Sugarplums
Sugarplums
Sugarplums belong to the comfit family, a confection traditionally composed of tiny sugar-coated seeds. The Oxford English Dictionary defines the word sugarplum thusly: “A small round or oval sweetmeat, made of boiled sugared and variously flavoured and coloured; a comfit.” The earliest mention of this particular food is 1668. The term also has another meaning “Something very pleasing or agreeable; esp. when given as a sop or bribe,” which dates to 1608.
“Sugarplums were an early form of boiled sweet. Not acutally made from plums…they were nevertheless roughly the size and shape of plums, and often had little wire stalks’ for suspending them from. They came in an assortment of colours and flavours, and frequently, like comfits, had an aniseed, caraway seed, etc. at their centre. The term was in vogue from the seventeenth to the nineteenth centuries, but is now remembered largely thanks to the Sugarplum Fairy, a character in Tchaikovsky’s Nutcracker ballet (1892.)”
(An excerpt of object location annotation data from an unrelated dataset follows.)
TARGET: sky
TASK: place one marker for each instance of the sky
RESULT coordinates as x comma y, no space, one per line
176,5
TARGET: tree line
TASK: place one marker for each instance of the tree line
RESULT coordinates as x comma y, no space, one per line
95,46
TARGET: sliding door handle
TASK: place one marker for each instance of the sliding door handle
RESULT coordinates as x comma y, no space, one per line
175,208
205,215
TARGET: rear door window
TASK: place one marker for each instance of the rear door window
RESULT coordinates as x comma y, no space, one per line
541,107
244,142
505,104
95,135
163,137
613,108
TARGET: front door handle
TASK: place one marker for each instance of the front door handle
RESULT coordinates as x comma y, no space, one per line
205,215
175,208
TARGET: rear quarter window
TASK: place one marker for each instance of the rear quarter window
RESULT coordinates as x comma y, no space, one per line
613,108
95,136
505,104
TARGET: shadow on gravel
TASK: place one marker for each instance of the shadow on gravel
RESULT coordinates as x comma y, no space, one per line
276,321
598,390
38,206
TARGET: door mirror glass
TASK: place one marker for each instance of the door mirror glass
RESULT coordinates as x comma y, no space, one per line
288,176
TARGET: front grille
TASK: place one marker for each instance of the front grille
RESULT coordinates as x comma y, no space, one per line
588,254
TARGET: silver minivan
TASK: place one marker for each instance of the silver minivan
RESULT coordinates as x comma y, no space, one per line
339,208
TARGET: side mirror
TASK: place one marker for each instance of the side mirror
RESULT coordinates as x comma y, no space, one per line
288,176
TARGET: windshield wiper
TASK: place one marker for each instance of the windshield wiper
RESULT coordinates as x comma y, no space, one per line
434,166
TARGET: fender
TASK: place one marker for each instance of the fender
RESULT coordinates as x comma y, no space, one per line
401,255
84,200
—An A-Z of Food & Drink, John Ayto [Oxford University Press:Oxford] 2002 (p. 329)
Visions of sugarplums/Sharon Cohen…history and instructions for making them.
What are comfits?
“Comfit, an archaic English word for an item of confectionery consisting of a seed, or nut coated in several layers of sugar…In England these small, hard sugar sweets were often made with caraway seeds, known for sweetening the breath (hence kissing confits). Up to a dozen coats of syrup were needed before the seeds were satisfactorily encrusted. Comfits were eaten a sweets, and also used in other sweet dishes; for example seed cake was made with caraway comfits rather than loose caraway seeds as in the 19th century. Confectioners as early as the 17th century recognized by varying the proportions of sugar in the syrup they could change the final texture, making pearled comfits or crisp and ragged comfits. The word comfit remained in use in English up until the 20th century: Alice, of Alice in Wonderland, has a box of comfits in her pocket.”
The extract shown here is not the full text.